The sanctioned bank has already piloted transactions with corporate and private clients, Russian newspaper Vedomosti reported Thursday.
The U.S. Treasury Department last year sanctioned Rosbank and its owner, oligarch Vladimir Olegovich Potanin, who Bloomberg lists as Russia’s richest man.
Vedomosti did not say which cryptocurrency the bank would use but added that it was working with fintech company B-Crypto for the project.
Potanin, who made his billions from commodities and the country’s controversial loans-for-shares scheme, has spoken about the digital economy before: In 2022, he said that tokenized assets and a central bank digital currency would help the country move forward.

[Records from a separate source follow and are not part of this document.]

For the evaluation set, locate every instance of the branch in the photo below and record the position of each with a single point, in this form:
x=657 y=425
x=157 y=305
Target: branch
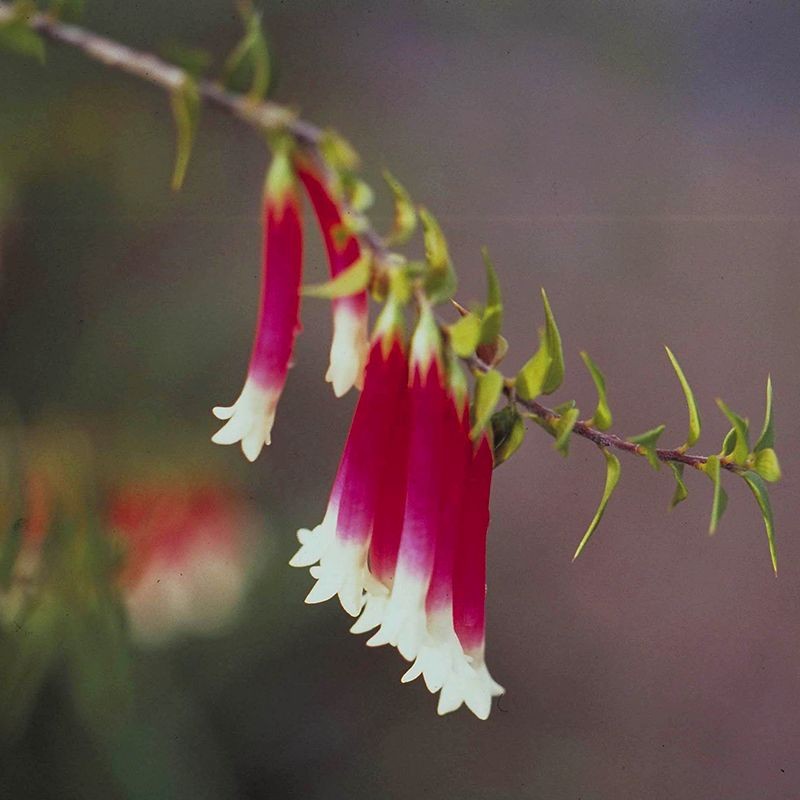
x=269 y=116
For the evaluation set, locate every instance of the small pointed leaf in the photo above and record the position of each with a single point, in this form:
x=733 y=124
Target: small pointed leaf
x=681 y=492
x=405 y=215
x=720 y=500
x=759 y=490
x=647 y=445
x=249 y=58
x=351 y=281
x=440 y=281
x=492 y=321
x=602 y=417
x=729 y=442
x=767 y=466
x=488 y=388
x=508 y=433
x=564 y=428
x=464 y=335
x=185 y=103
x=552 y=339
x=741 y=448
x=767 y=436
x=694 y=414
x=612 y=478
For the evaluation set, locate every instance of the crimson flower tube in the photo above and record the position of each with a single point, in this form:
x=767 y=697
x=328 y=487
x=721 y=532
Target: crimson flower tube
x=341 y=542
x=251 y=417
x=475 y=686
x=404 y=619
x=349 y=347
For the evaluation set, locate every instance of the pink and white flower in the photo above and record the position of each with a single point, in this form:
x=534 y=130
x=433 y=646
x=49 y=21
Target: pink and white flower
x=341 y=541
x=251 y=417
x=404 y=618
x=187 y=551
x=349 y=347
x=473 y=686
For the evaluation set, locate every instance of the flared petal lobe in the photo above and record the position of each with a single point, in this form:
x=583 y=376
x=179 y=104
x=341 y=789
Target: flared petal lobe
x=250 y=418
x=349 y=346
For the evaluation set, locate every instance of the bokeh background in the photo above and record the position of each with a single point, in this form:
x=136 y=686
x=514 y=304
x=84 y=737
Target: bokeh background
x=640 y=161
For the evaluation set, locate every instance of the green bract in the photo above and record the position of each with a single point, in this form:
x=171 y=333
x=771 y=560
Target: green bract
x=613 y=470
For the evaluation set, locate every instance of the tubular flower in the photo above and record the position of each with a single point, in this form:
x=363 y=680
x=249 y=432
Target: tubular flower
x=340 y=542
x=349 y=348
x=403 y=541
x=404 y=617
x=473 y=686
x=250 y=418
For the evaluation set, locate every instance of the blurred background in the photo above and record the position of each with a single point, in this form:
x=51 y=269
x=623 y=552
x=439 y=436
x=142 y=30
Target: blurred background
x=640 y=161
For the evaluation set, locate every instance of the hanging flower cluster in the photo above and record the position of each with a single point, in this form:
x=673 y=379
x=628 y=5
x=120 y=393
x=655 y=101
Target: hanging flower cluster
x=402 y=543
x=250 y=419
x=403 y=539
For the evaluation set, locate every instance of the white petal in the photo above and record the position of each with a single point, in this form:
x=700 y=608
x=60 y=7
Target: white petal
x=314 y=543
x=249 y=419
x=341 y=571
x=377 y=595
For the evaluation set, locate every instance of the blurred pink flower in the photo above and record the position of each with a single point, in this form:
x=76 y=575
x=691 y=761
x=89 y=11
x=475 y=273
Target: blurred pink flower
x=186 y=557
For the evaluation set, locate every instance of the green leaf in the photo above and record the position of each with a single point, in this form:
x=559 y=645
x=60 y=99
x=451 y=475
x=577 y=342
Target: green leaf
x=17 y=36
x=359 y=194
x=405 y=215
x=767 y=436
x=694 y=414
x=647 y=445
x=601 y=418
x=767 y=466
x=758 y=488
x=192 y=60
x=440 y=282
x=552 y=340
x=185 y=102
x=492 y=320
x=530 y=379
x=564 y=407
x=564 y=428
x=729 y=442
x=351 y=281
x=249 y=62
x=613 y=470
x=720 y=500
x=681 y=492
x=742 y=448
x=464 y=335
x=508 y=433
x=337 y=152
x=488 y=388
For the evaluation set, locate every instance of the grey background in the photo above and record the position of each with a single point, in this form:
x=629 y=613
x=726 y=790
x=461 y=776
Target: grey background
x=640 y=161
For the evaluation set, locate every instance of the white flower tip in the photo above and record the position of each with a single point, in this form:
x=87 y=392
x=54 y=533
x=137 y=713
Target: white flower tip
x=249 y=419
x=349 y=350
x=222 y=412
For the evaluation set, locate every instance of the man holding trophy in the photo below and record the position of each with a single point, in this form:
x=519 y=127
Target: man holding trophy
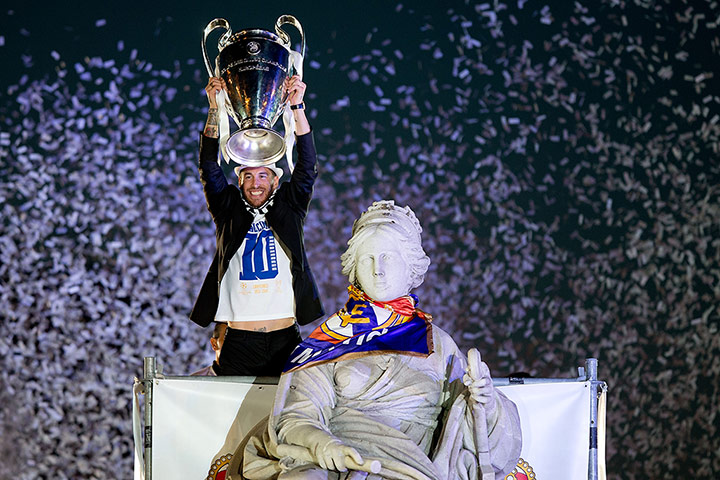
x=260 y=281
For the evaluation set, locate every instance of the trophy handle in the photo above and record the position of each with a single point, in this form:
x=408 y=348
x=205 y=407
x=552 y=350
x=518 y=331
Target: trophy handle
x=289 y=19
x=217 y=23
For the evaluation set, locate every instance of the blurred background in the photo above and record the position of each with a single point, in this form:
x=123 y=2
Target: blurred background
x=562 y=158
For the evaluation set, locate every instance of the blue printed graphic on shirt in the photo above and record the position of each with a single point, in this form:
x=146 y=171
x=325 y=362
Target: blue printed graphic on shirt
x=259 y=260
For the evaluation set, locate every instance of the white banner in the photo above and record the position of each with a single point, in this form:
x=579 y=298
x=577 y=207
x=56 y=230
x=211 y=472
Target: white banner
x=555 y=422
x=196 y=421
x=191 y=420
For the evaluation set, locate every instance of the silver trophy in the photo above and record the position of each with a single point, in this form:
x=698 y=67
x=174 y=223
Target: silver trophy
x=254 y=64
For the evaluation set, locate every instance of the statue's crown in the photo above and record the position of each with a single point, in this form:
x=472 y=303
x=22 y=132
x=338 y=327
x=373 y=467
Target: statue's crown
x=386 y=212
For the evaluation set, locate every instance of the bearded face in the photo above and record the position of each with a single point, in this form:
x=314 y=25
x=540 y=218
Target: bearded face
x=257 y=184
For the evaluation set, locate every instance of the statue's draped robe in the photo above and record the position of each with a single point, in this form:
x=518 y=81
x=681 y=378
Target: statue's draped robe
x=411 y=413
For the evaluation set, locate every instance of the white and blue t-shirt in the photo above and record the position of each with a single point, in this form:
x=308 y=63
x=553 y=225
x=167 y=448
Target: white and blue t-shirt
x=258 y=283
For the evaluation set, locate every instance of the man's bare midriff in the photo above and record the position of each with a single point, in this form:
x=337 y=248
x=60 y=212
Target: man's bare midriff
x=263 y=325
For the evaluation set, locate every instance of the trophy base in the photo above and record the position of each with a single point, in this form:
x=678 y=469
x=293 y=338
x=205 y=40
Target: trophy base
x=256 y=146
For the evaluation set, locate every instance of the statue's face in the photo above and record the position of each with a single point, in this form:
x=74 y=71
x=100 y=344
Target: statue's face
x=380 y=269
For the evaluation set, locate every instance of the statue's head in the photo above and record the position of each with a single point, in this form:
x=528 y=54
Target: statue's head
x=385 y=257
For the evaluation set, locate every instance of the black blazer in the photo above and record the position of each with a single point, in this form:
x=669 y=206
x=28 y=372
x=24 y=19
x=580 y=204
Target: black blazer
x=232 y=221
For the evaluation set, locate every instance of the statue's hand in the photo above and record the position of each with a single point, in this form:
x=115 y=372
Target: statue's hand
x=479 y=382
x=330 y=453
x=334 y=454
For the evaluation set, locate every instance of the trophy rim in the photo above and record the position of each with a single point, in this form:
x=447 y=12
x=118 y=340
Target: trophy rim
x=267 y=152
x=255 y=32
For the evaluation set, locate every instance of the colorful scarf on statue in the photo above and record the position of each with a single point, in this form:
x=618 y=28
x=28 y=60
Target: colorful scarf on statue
x=365 y=327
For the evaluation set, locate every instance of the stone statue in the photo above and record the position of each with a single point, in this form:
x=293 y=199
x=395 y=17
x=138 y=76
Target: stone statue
x=377 y=391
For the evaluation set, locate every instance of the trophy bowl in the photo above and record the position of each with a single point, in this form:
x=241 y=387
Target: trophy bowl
x=254 y=64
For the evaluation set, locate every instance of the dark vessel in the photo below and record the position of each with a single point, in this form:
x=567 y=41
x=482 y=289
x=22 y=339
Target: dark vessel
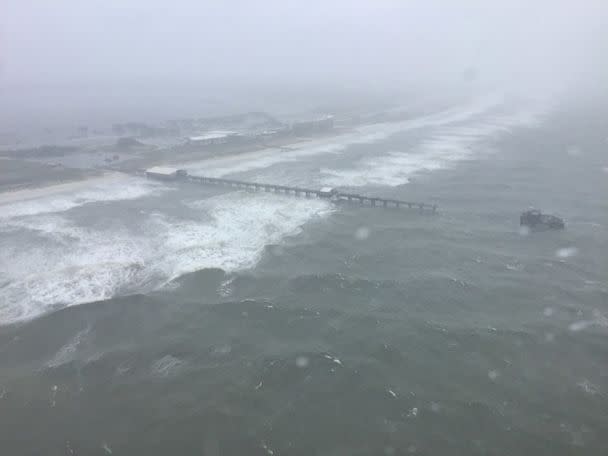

Last year, Deputy Finance Minister Alexey Moiseyev also said the country is exploring using stablecoins to make payments with “friendly countries.” The idea, he added, is that the country would not have to do transactions in dollars or euros.
Stablecoins are cryptocurrencies pegged to stable assets, like the U.S. dollar or gold, and don’t swing in value like Bitcoin or Ethereum.
Russia has complicated rules surrounding cryptocurrency: The country’s central bank said last year that Bitcoin mining and transactions should be banned—but the finance ministry has said that innovation shouldn’t be stifled and called for regulation.
President Vladimir Putin has even said that Russia could be a Bitcoin mining hub.
The government was even toying with the idea of a state-run crypto exchange but last month scrapped the idea, with lawmakers saying they would instead regulate private digital asset companies.